02Jul'2016: fui espreitar o passado.
Fazia algum tempo que não entrava na Casa da Garceira.
[a casa que meus avós maternos reservaram para a sua velhice e que em criança visitava amiúde; também a primeira casa de meus pais logo após o casamento. Em partilhas, foi adquirida por um dos filhos, o meu tio António, e agora é pertença de um dos filhos dele, o Fernando].
Avistava-a apenas en passant quando esporadicamente por ali transitava. O meu imaginário era pois preenchido por vivas memórias de anos atrás e que, parecendo terem vida própria, foram resistindo à erosão natural dos dias, não deixando de reivindicar seu estatuto privilegiado de primeiras.
A reentrada foi suave, como se tivesse chegado ao destino de uma longa viagem, investigando cada canto com serena minúcia.
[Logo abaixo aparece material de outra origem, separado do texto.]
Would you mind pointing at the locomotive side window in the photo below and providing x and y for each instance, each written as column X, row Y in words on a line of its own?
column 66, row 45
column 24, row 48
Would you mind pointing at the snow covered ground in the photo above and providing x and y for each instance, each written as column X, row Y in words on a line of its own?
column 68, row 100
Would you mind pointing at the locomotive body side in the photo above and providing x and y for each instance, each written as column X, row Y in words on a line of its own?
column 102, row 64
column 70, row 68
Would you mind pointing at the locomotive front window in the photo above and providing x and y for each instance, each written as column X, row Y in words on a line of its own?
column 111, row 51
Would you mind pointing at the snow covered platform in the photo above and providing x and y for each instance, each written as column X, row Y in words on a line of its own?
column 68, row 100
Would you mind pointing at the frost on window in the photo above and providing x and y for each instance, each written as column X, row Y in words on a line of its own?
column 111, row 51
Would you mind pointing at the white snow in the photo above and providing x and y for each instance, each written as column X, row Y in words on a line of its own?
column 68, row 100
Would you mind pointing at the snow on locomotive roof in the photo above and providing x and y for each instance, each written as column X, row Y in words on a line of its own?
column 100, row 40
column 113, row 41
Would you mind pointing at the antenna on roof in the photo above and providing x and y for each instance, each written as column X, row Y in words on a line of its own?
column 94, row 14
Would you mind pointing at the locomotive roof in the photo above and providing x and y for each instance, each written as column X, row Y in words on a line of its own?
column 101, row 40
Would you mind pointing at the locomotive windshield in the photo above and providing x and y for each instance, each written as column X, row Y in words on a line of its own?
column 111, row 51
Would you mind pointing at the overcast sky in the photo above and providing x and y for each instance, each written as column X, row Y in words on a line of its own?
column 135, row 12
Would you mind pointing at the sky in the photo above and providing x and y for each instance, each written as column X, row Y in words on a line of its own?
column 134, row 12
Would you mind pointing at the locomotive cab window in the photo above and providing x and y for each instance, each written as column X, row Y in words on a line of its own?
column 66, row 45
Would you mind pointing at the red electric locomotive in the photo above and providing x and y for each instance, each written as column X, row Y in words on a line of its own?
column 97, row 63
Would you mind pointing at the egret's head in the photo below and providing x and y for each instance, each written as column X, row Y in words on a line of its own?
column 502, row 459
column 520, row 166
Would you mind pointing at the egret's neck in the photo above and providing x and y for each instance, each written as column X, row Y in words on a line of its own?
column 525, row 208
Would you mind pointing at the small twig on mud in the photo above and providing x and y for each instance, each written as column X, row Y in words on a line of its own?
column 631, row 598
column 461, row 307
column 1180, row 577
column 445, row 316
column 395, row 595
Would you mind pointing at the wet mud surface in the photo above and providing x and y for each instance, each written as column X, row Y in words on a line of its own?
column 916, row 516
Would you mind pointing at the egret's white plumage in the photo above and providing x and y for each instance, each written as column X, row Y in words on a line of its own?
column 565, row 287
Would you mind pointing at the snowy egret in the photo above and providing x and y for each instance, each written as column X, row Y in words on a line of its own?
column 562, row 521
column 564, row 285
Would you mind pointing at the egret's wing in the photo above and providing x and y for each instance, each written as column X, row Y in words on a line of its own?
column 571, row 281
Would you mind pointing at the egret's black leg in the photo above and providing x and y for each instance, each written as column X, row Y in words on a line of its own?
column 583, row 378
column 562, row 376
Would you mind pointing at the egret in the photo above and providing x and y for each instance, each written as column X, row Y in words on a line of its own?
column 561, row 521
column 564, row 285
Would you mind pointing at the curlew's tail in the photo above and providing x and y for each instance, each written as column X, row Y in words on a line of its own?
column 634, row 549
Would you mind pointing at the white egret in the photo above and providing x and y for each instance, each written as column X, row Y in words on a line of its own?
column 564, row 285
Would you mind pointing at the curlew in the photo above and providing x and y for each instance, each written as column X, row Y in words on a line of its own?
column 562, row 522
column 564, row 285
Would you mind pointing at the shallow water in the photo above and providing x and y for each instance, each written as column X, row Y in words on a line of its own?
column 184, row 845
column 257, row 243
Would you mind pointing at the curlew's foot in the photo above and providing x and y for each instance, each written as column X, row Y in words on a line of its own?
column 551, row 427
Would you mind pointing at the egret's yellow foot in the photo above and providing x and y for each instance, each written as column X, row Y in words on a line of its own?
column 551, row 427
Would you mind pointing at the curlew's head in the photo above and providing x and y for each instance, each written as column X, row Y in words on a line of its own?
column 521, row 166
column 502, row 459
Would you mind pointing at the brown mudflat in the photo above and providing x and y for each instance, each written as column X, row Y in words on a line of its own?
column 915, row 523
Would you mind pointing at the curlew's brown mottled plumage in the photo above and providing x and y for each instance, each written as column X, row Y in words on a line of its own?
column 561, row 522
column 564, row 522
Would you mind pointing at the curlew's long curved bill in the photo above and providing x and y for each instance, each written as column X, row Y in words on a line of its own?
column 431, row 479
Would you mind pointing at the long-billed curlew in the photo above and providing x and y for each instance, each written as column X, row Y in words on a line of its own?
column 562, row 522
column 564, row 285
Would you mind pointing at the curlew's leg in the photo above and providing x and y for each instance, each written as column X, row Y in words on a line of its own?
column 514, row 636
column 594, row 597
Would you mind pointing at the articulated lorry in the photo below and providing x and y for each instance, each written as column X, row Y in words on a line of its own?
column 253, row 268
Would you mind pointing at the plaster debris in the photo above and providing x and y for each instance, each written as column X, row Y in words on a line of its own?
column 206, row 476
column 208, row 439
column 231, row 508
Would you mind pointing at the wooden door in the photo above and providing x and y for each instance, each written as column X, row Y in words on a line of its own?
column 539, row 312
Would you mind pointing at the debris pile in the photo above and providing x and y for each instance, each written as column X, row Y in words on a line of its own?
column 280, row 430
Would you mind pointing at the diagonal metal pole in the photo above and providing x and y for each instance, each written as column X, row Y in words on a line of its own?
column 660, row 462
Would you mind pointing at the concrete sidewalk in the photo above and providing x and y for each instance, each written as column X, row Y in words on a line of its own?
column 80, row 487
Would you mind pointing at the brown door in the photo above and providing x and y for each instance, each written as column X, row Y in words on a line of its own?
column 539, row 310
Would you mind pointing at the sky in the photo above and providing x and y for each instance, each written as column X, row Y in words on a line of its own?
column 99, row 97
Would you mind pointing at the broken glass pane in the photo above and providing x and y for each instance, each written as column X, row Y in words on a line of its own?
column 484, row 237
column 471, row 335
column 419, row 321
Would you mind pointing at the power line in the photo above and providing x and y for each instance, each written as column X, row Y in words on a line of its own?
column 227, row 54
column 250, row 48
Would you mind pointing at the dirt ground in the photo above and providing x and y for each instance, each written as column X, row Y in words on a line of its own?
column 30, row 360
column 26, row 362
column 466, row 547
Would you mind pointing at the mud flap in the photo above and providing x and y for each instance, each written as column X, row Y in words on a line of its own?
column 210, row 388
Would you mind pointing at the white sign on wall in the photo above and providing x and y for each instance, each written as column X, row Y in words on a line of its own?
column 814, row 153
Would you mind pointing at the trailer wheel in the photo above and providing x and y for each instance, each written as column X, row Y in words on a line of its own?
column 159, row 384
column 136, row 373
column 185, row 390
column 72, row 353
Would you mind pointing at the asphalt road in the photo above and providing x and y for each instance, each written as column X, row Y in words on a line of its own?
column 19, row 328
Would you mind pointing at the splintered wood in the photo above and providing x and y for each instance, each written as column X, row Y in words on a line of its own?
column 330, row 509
Passado algum tempo, depois de ter inspirado “aquele ar” revigorante que apazigua e remoça o caminhante, assentei sem delongas que tudo estava no mesmo lugar e tudo igual ao que sempre fora (ou não quis ou não fui capaz de captar os novos aromas):
A porta para os quartos lá estava: igual;
A porta para a sala de entrada onde era recebido o ‘compasso’, lá estava também: igual;
A janela para ver quem passa na estrada: no mesmo sítio.
Não vi mais compartimentos mas, era este espaço, verdadeiramente - a cozinha -, que mais me interessava.
Não houve, pois, sobressaltos.
Senti-me bem ali sentado num banco corrido (não existem mais os preguiceiros), frente à velha lareira, agora sem a negritude da fuligem pulverulenta a realçar a parede, desfolhando conversa solta com os familiares presentes numa imitação quase perfeita d’outros tempos.
O acolhimento sem reservas, o à-vontade, o sem-cerimónia, a simplicidade com alma e o saudável ambiente vivido e sentido entre aqueles primos, primas e tia, facilitaram não só a integração no seu seio - tornando-me rapidamente em mais um deles -, como foi facilitada também a observação e preservação sem danos desse passado que gosto de conservar intocado.
E que agradável que foi!
As portas e os corações franquearam-se sem receios, numa confiança recíproca sem limites que, então aumentada, dura até hoje.
Outros tempos foram recuperados dos escaninhos de cada um numa conversa morna e prazenteira embalada por um ritmo calmo como recomendava aquele dia deste crepitante verão.
Para outra altura, com mais tempo, pedirei para ver mais, incluindo os campos, o açude, a eira e o alpendre. Estou certo que me será dada permissão para tornar mais abundante a colheita de saborosas recordações.
Nesse dia soube bem espreitar algum passado comum com estas pessoas boas, honestas e sinceras, sem filtros ou presunções a tolher a relação.
Fiquei ainda com mais estima por esta família por assim serem e por darem viva mostra do genuíno ADN da FdQ que, visivelmente, carrega.
Optei por não tirar fotos para não aprisionar o momento e a circunstância; prefiro, outro sim, dar mais espaço à imaginação para que voe sem freios, mais livre e agora mais fértil com esta atualização.
“Tudo está no seu lugar, graças a deus, graças a deus” (Benito di Paula).